Getting the next JSON value from a Reader of mixed input

I am trying to parse a protocol that mixes plain text tokens and JSON input. Here is a test that demonstrates what I am trying to do:

test "Partial json stream parse" {
    const T = struct {
        x: ?bool,
        y: ?bool,
    };
    const input =
        \\foo {"x": true, "y": null} bar
    ;

    var reader: std.Io.Reader = .fixed(input);
    var arena: std.heap.ArenaAllocator = .init(std.testing.allocator);
    defer arena.deinit();
    const alloc = arena.allocator();

    var json_reader: std.json.Reader = .init(alloc, &reader);

    try std.testing.expectEqualSlices(u8, "foo", (try reader.takeDelimiter(' ')) orelse "");
    try std.testing.expectEqual(T{ .x = true, .y = null }, try std.json.parseFromTokenSourceLeaky(
        T,
        alloc,
        &json_reader,
        .{},
    ));
}

This fails due to an assertion that the JSON reader has reached the end of the input:

/home/robby/downloads/zig-x86_64-linux-0.16.0-dev.1303+ee0a0f119/lib/std/json/Scanner.zig:1317:34: 0x10611ce in skipWhitespaceCheckEnd (std.zig)
    if (self.stackHeight() == 0) return error.SyntaxError;
                                 ^
/home/robby/downloads/zig-x86_64-linux-0.16.0-dev.1303+ee0a0f119/lib/std/json/Scanner.zig:390:21: 0x106248d in next (std.zig)
                if (try self.skipWhitespaceCheckEnd()) return .end_of_document;
                    ^
/home/robby/downloads/zig-x86_64-linux-0.16.0-dev.1303+ee0a0f119/lib/std/json/Scanner.zig:1717:37: 0x1053f4e in next (std.zig)
                else => |other_err| return other_err,
                                    ^
/home/robby/downloads/zig-x86_64-linux-0.16.0-dev.1303+ee0a0f119/lib/std/json/static.zig:151:32: 0x104939e in parseFromTokenSourceLeaky__anon_3166 (std.zig)
    assert(.end_of_document == try scanner_or_reader.next());
                               ^
/home/robby/src/zits/src/server/message_parser.zig:187:60: 0x1041753 in test.Partial json stream parse (message_parser.zig)
    try std.testing.expectEqual(T{ .x = true, .y = null }, try std.json.parseFromTokenSourceLeaky(
                                                           ^

If I replace input with:

    // note missing 'bar' after the object
    const input =
        \\foo {"x": true, "y": null}
    ;

it runs fine.

This is not an assertion that I care about. What I care about is that the stackHeight() of the scanner has reached zero, but there does not seem to be a parser function that handles this. I looked at trying to collect the tokens manually in an ArrayList and terminating when I read a stackHeight of zero, but there does not seem to be a way to process a token source besides std.json.Scanner or std.json.Reader, or implementing them (which seems like an unnecessary effort).

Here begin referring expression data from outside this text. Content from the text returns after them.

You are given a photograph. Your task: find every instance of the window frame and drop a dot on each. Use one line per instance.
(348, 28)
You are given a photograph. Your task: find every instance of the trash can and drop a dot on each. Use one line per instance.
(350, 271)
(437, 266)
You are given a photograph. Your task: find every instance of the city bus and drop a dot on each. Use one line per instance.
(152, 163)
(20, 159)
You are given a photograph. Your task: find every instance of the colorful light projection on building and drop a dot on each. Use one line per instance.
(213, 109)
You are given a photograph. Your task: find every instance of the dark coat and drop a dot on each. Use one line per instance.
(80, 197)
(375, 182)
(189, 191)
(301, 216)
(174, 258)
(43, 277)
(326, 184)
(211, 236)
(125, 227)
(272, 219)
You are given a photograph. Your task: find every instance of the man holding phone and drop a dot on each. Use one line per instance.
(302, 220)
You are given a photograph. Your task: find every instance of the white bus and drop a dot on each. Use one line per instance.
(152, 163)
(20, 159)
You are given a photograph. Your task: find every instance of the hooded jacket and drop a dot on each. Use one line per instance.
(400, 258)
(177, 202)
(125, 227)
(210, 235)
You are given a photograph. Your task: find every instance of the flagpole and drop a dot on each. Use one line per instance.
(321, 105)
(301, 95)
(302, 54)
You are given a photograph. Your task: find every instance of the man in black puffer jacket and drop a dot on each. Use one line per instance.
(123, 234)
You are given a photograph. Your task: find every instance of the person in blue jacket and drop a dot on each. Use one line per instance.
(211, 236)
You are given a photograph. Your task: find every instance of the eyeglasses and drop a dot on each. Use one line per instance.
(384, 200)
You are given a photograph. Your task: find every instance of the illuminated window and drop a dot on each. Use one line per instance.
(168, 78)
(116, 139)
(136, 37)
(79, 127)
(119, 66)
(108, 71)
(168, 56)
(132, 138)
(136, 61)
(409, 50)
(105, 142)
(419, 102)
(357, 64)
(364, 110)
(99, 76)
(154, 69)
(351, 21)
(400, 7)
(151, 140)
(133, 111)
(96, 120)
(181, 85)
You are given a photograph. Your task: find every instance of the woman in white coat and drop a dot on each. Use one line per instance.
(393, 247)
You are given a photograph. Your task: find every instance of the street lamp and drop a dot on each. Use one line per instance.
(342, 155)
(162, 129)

If I knew the bounds of the JSON in the reader buffer, I could use std.json.parseFromSlice, but there does not seem to be a reasonable way to do that. (Even if I could do this, it would not be preferred since I would have to deal with running into the buffer boundary myself).

Has anyone run into this problem before? Have I just run into the boundary of what the standard library supports here?

From what I was able to understand, Zig’s JSON parser uses older/official standard that does not allow things such as these and comments as well.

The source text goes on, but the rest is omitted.